Lexipedia

Burkhalter Didier · Bundesrat · 2013-12-02

Burkhalter Didier · Bundesrat · Neuenburg · 2013-12-02

Wortprotokoll

J'aimerais remercier Monsieur le conseiller aux Etats Luc Recordon pour ce qu'il vient de dire. Je comprends bien sa réaction, notamment le fait que l'on souhaiterait une sorte de "sécheresse croissante" dans notre position. Cela m'amène à dire quelques mots sur la situation générale de ce dossier et sur les [PAGE 1011] événements du 1er septembre 2013. La situation est vraiment extrêmement délicate et douloureuse. C'est un problème humanitaire, bien sûr, d'où le fait qu'il est en premier lieu dans les préoccupations de nos services et de nous-même, mais c'est aussi un problème politique et c'est un problème sécuritaire. Les internés d'Achraf sont donc liés à l'Organisation des moudjahidines du peuple iranien qui était dans les années 2000 considérée comme une organisation terroriste - d'ailleurs les Etats-Unis l'ont considérée comme une organisation terroriste jusqu'en 2012 pour être précis! Le camp Achraf se situe géographiquement - c'est toujours intéressant de voir les choses - à quelques dizaines de kilomètres de Bagdad et à peu près à la même distance de la frontière avec l'Iran. Le camp existe depuis 1986. Il a été sous contrôle américain dès 2003 et il est sous contrôle irakien, en effet, depuis 2009. Donc théoriquement - je le souligne car le droit international est encore et toujours trop théorique - les internés sont sous protection du droit international. Vous savez qu'il y a, de manière générale, une initiative de la Suisse et du CICR pour augmenter la capacité de faire respecter le droit international humanitaire. Je pense que c'est le projet le plus important que la Suisse mène actuellement.
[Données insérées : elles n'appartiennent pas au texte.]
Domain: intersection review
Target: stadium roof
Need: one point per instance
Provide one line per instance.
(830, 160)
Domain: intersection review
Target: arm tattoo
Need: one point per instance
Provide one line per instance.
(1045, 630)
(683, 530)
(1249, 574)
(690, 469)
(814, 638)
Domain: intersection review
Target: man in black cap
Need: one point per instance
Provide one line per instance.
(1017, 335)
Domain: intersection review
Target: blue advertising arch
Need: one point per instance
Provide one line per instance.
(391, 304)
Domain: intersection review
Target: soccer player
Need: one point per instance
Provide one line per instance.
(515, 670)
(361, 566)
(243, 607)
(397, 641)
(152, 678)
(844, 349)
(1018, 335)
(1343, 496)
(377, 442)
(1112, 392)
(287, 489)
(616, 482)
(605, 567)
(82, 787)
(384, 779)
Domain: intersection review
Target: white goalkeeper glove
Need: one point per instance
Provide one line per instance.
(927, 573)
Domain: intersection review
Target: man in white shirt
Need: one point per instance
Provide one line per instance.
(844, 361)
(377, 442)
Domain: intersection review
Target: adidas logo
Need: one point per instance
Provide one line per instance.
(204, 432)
Je ne sais pas si l'on arrivera un jour à faire quelque chose comme cela. C'est une sorte de Conseil des droits de l'homme pour la problématique humanitaire, mais il n'est pas évident de faire passer ce message dans l'ensemble de la communauté internationale. On progresse, mais il n'existe à l'heure actuelle pas d'éléments pour faire véritablement respecter le droit international humanitaire sur le terrain.

Donc c'est typiquement un cas dans lequel il faudrait avoir la possibilité de mieux faire respecter le droit international et humanitaire. La situation est véritablement suivie en permanence par le HCR. La Suisse suit la situation des habitants du camp à Achraf par ses contacts avec le HCR, avec le CICR et avec la Mission d'assistance des Nations Unies pour l'Irak, ainsi que depuis son ambassade d'Amman - pas celle de Bagdad, car nous n'en avons pas.

Les événements du 1er septembre 2013 étaient réellement terribles, mais encore aujourd'hui il n'y a pas d'éléments clairement élucidés; on ne sait pas exactement ce qui s'est passé. Ce que l'on sait, c'est qu'il y a eu 52 morts et qu'il y a toujours 7 disparus. Ces informations viennent de l'ONU, dont le secrétaire général a immédiatement, le jour-même, appelé les autorités irakiennes à assurer la sécurité des résidents du camp, à mener une enquête et à en publier les résultats.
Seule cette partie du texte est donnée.